J’étais chez les Etkind en été, ils venaient d’acheter une maison de campagne à Yvignac, en Bretagne. Il n’y avait pas de portable à l’époque, vous imaginez bien, et même pas de téléphone direct entre la France et l’URSS. Il fallait commander la conversation et attendre. Et, lui, en relisant les épreuves, et en particulier les poèmes d’Akhmatova cités par Lidia Tchoukovskaïa, il me disait qu’il connaissait des variantes différentes — jamais très importantes, un mot, une virgule, mais, enfin, il voulait être sûr. Parce que Viktor Jirmounski, dans l’édition qu’il avait faite des œuvres d’Akhmatova, les avait publiées d’une certaine façon, et elle, Lidia Kornéïevna (elle était la fille de Korneï Tchoukovski), elle disait autre chose. Ils sont restés au téléphone pendant trois heures, à parler de virgules et de tirets, et de l’intonation que ces virgules donnaient, ou ne donnaient pas, au texte d’Akhmatova, textes que, de toute façon, elle n’écrivait pas, puisqu’elle les donnait à apprendre par cœur, en particulier à Lidia Tchoukovskaïa. Cette conversation tranquille reste une des souvenirs les plus merveilleux de ma vie : malgré tous les KGB du monde, d’un bout de l’Europe à l’autre, eux, ils étaient là, et ils parlaient de vers… Et là, réellement, j’ai aimé l’expression française : « savoir par cœur ». Oui, ils savaient par le cœur.

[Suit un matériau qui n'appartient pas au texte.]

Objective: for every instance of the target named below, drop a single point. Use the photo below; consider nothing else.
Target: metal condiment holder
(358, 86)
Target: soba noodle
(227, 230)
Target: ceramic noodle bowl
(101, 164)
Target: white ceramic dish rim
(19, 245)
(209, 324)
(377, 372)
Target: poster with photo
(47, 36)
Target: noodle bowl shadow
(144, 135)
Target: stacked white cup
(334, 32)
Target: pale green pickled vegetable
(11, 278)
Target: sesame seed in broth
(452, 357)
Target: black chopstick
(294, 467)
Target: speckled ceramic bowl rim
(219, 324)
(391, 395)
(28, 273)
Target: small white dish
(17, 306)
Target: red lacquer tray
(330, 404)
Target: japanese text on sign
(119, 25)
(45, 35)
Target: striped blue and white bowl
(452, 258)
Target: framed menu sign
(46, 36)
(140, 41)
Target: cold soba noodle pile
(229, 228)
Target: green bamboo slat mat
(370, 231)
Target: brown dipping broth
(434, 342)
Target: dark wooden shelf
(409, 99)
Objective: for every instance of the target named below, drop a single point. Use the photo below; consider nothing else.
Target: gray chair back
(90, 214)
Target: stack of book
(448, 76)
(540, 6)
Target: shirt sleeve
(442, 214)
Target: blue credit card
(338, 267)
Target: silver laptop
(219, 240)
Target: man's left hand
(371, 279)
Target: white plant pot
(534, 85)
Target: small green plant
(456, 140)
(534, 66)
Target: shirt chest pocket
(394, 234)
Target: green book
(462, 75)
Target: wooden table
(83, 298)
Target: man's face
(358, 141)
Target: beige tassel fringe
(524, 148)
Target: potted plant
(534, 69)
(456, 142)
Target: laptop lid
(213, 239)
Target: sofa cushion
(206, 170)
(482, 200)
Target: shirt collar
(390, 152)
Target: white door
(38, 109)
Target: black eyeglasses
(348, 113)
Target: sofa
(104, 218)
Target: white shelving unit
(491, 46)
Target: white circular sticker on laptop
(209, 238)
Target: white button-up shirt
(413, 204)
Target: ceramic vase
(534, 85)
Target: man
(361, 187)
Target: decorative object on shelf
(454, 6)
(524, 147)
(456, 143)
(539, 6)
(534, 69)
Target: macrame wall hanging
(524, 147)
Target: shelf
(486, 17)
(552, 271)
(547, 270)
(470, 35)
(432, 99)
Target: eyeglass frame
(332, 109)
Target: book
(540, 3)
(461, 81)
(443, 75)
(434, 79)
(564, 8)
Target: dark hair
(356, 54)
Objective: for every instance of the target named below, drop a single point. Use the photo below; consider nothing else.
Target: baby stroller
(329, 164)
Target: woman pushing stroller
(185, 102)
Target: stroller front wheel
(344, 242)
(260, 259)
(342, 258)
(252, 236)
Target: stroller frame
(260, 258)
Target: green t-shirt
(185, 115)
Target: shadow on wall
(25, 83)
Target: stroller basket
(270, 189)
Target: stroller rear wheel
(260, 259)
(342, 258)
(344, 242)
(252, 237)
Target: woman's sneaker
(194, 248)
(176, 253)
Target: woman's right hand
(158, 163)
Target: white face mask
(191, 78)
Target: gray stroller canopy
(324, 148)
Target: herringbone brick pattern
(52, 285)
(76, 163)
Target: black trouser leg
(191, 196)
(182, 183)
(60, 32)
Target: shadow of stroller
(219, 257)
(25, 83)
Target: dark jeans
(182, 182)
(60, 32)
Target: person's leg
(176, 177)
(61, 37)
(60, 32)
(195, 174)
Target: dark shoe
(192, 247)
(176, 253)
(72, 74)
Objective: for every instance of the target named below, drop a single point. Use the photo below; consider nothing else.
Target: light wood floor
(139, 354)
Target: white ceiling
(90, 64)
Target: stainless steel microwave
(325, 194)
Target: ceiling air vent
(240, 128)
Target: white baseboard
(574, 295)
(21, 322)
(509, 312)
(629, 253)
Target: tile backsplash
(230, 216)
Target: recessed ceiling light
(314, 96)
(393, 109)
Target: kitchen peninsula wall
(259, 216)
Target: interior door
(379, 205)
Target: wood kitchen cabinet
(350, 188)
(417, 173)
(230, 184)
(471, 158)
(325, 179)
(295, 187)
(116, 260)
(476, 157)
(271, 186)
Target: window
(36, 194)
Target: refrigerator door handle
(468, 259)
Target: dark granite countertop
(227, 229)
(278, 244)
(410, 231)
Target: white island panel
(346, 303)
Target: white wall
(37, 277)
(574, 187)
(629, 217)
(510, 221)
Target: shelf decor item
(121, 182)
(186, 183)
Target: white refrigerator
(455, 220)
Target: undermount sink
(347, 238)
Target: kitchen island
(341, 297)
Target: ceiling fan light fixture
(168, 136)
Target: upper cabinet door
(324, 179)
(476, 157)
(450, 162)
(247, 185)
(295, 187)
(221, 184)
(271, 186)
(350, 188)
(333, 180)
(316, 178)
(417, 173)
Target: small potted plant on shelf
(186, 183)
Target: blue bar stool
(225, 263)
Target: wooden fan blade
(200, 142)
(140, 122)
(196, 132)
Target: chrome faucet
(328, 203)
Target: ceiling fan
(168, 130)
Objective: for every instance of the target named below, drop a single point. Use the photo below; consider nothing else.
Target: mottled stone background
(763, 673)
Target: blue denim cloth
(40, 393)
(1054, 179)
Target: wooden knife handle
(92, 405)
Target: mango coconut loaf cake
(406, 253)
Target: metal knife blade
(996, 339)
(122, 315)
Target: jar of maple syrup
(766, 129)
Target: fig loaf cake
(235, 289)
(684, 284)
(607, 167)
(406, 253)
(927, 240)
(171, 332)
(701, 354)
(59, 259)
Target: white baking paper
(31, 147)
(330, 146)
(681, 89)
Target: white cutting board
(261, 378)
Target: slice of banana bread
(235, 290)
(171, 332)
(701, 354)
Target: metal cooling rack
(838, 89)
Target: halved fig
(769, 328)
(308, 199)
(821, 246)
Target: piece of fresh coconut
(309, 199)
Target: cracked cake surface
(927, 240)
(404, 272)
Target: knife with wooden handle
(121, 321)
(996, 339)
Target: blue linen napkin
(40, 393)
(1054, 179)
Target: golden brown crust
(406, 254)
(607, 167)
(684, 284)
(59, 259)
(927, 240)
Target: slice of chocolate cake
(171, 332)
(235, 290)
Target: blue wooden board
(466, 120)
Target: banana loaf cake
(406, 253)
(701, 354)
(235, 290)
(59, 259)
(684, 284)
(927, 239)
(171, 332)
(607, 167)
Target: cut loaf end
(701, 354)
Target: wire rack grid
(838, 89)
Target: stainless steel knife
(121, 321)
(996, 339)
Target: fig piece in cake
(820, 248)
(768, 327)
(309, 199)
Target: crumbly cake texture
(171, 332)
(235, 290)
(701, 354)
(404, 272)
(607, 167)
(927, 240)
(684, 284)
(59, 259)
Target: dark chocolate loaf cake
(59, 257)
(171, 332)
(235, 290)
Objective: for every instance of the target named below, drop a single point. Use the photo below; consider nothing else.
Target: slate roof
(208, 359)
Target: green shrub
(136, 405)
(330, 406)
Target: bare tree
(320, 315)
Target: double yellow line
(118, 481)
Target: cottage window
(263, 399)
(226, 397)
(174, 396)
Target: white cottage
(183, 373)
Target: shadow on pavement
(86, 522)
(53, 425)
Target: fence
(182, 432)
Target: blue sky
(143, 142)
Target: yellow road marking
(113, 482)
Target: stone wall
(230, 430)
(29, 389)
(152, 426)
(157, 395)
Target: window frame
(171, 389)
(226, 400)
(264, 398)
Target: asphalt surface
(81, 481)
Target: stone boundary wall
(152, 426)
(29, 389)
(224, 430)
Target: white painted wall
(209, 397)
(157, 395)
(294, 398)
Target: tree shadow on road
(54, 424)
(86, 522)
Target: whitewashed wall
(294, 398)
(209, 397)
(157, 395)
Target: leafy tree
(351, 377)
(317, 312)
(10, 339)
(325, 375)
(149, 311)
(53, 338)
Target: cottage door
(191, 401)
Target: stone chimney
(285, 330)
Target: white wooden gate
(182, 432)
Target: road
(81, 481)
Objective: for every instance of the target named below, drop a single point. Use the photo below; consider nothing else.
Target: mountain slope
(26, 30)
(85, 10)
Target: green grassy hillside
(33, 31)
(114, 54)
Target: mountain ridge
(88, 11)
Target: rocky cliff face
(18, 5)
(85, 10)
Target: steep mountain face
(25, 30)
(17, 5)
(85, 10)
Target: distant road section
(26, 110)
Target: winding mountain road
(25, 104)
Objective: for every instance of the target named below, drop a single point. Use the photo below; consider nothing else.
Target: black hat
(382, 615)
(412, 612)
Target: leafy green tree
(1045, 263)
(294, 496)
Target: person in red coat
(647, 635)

Je voudrais, pour aujourd’hui, terminer sur cela : le savez-vous que, quand vous lisez Vie et destin de Vassili Grossman, vous le lisez grâce à Efim Etkind ? — C’est lui, et son ami Simon Markish (le fils de Peretz Markish), qui ont reçu le manuscrit du grand roman qui avait été arrêté par le KGB — oui, le roman avait été arrêté, pas son auteur : arrêté, toutes les copies, tous les brouillons, même les buvards. Tout avait été emporté. Quand Grossmann avait demandé audience à Khrouchtchev, il avait été reçu par Souslov, qui lui avait dit : « Votre roman ne sera pas publié avant deux cents trois cents ans. » Grossman avait développé un cancer, il était mort deux ans plus tard — comme Pasternak avait développé un cancer foudroyant et était mort après l’affaire « Jivago ». Il se trouve qu’il avait, à tout hasard, confié un exemplaire du manuscrit à son ami Sémione Lipkine (sur lequel je reviendrai), et que Lipkine l’a fait parvenir à Sakharov, et c’est visiblement, par Sakharov et aussi Vladimir Voïnovitch (mais ne me demandez pas comment, je ne sais pas) qu’Etkind a reçu les deux microfilms du roman. Simon Markish et lui les ont déchiffrés, page à page, mot à mot, et publiés, en 1980, chez l’Age d’Homme, parce que c’est l’Age d’Homme qui publiait, au même moment, notre Pouchkine… Etkind avait trouvé le temps d’établir le texte. De ça, je me souviens. Je me souviens de son sourire quand il nous en parlait à table — du choc, aussi, qu’il avait eu en découvrant les premières pages. Je me souviens d’avoir reçu l’un des premiers exemplaires, en tout petits caractères… Je découvrais Grossman.

Je me souviens de bien d’autres choses — mais, là, déjà, je suis beaucoup trop long. Je reprendrai plus tard.
Brodsky, Grossman. Ça me donne envie de pleurer.